The fourth lesson is that surprises almost always happen, and things don’t turn out the way you think they will. In Edison’s case, he championed a system based on direct current at low voltage. But this technology was constrained by the inability of DC to be stepped up to higher voltages, thus reducing line losses over distance. It wasn’t long before George Westinghouse’s system based on AC won out, over a big fight put up by Edison. While I believe that the networked system I envision in the Energy Web is roughly right, I don’t doubt that parts of it will turn out very different than currently envisioned.

Finally, remember that none of Edison’s work in inventing the light bulb would have been possible without a prior invention of a technique to create a perfect vacuum inside a glass jar. What’s the equivalent parallel development that is going to allow the Energy Web to

unfold? In my opinion, it is digital telecommunications. The glue holding the Energy Web together is the ability of all the parts of the Web to instantaneously know what all the other parts are doing. Electricity is increasingly becoming known as a commodity, but it has one feature that is very different than all other commodities: it can’t be effectively stored. The need for electricity to be instantaneously generated at the exact moment it is consumed creates a great deal of price volatility. This figure (Figure 7) illustrates the hourly prices of the California PX market for the first 17 months of its existence, through August of this year. The prices ranged from free, where producers were literally giving the stuff away, to $191/MWh. In the Midwest this summer, prices topped $1000/MWh. This is clearly not your father’s utility industry anymore! This price volatility creates tremendous economic opportunity, and it’s that opportunity that will drive the creation of the Energy Web. However, none of this would be possible but for the development of digital telecommunications.

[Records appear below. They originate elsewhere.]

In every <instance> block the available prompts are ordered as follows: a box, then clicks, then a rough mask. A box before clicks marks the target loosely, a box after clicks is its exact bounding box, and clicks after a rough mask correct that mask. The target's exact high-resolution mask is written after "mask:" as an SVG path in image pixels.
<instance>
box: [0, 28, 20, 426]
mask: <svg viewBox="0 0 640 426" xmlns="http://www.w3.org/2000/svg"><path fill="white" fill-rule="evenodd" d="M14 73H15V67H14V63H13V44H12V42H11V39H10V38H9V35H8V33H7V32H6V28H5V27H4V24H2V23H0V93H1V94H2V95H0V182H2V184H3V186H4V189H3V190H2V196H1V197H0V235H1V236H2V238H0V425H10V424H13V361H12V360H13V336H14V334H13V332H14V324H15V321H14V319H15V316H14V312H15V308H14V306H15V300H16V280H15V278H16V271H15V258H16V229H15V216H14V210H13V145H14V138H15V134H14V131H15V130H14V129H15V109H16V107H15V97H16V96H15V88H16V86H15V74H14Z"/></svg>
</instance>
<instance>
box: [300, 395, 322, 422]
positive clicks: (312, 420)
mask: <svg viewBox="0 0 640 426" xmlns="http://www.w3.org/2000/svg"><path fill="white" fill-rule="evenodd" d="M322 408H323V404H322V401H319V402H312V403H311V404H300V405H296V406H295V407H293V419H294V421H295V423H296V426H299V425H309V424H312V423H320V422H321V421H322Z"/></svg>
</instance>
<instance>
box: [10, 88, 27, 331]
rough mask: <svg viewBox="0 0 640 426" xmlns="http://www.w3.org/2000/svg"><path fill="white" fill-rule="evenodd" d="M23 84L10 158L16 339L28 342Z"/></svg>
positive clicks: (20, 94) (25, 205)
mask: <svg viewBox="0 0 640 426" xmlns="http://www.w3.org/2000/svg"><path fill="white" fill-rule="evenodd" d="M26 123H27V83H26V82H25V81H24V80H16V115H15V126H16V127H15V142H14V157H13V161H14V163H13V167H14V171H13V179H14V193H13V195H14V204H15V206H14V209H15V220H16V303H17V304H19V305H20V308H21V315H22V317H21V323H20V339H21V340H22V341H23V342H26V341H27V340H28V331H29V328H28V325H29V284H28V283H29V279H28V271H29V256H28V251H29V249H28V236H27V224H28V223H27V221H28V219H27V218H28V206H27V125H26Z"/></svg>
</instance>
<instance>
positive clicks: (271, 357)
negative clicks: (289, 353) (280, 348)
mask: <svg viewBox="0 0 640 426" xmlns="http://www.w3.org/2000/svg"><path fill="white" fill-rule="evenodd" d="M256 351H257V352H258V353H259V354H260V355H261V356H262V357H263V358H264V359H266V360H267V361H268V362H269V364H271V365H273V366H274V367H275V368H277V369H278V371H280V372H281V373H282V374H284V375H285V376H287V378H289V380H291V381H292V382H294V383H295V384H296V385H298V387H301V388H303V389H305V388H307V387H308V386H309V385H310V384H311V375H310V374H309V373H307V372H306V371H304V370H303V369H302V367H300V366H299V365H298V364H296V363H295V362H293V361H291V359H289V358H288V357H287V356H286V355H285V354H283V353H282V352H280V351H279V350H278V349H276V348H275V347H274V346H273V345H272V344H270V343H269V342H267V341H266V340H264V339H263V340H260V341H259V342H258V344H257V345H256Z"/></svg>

(Figure 8) Let me illustrate. On the left-hand side is a picture that we’re all familiar with. It’s a typical household electric meter, most of which was invented around the turn of the century. On the right-hand side is a picture of an example of the new generation of electric meter. It looks pretty much the same, but it’s digital. It contains an 8-channel recorder, able to track the consumption of eight different pieces of equipment or circuits in a building. It records both peak and energy consumption. Connected to a phone line, it can record every five minutes and download to a server upon demand. This type of information allows the consumer to both actively manage his energy consumption, and to participate effectively in the energy marketplace. For example, when the electricity price spikes, the customer can receive notice and either cut consumption or possibly fire up their own generation source and sell their power into the market.

The focus of media coverage about the electric utility industry has been on deregulation. While that is certainly an important development, I believe a more important and long-lasting development is the pace of technological change. These technologies are permitting the Energy Web to unfold. The lessons learned by Thomas Edison 120 years ago in developing the light bulb are equally applicable to the development of the Energy Web.